Canadian miner Newmont’s acquisition of Newcrest Mining has solidified its position as the world’s largest gold producer with pro forma attributable gold production of more than 8 million ounces, almost double that of the second largest producer Barrick Gold, analysts at Canaccord Genuity (TSX:CF, LSE:CF) have highlighted.
Newmont announced on Sunday evening that it has reached an all-share, friendly acquisition deal with Australian gold and copper miner Newcrest, which the analysts noted was in line with the best and final offer previously indicated by Newmont on April 10.
Newcrest shareholders will receive 0.4 Newmont shares for each Newcrest share and a special dividend of up to $1.10 per share, a 30.4% premium to Newcrest’s share price on February 3, 2023.
Newmont and Newcrest shareholders will own 69% and 31%, respectfully, of the combined entity the analysts noted.
Canaccord’s analysts wrote that, including by-product production, Newmont’s total gold equivalent ounces would increase to about 10 million ounces from about 7 million ounces currently as a result of the deal.
“Newmont's production base in Australia would increase about 1 million ounces per year to 2.4 million ounces and in Canada to 1.1 million ounces from 0.7 million ounces currently,” they wrote.
“We note that Papua New Guinea will be a new jurisdiction for Newmont but would represent greater than 10% of pro forma gold production. That said, we expect that Newmont could potentially sell off some of the smaller assets in the combined portfolio.”

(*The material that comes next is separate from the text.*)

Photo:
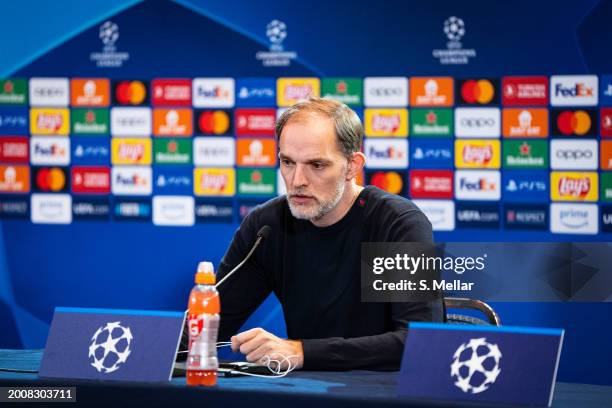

The analysts also noted that the transaction adds significant life-long assets to Newmont’s portfolio.
“Newcrest's assets include Cadia in Australia that has more than 30 years of reserve life, Lihir in Papua New Guinea with more than 20 years and a 70% interest in the Red Chris mine in British Columbia with an estimated underground mine life of 31 years,” they wrote.
“Newmont would also be able to leverage Newcrest's experience in block caving.”
$500M in annual synergies expected by Newmont
The analysts added that they view the transaction as modestly accretive to Newmont's net asset value (NAV) and neutral on earnings before interest, taxes, depreciation, amortization (EBITDA) and cash flow per share pre-synergies.
“Newmont expects to realize annual synergies of $500 million (pre-tax) within the first 24 months following the completion of the transaction,” they pointed out.
“The synergies include $100 million of pre-tax general and administrative savings, $200 million in supply chain synergies, and at least $200 million in benefits from Newmont's Full Potential improvement program.”
Following the acquisition announcement, Canaccord’s analysts reiterated their ‘Buy’ rating and price target of US$63 on Newmont.
“Our target price is predicated on a 50/50 blend of a 1.2x multiple applied to our operating NAVPS estimate plus net debt and other corporate adjustments, and an 8.0x multiple applied to 2024E EBITDA,” they explained.
They do not provide coverage on Newcrest.
Newmont’s shares added 2.8% at US$47.24, while Newcrest was up 3.6% at US$19.49 on Monday afternoon in New York.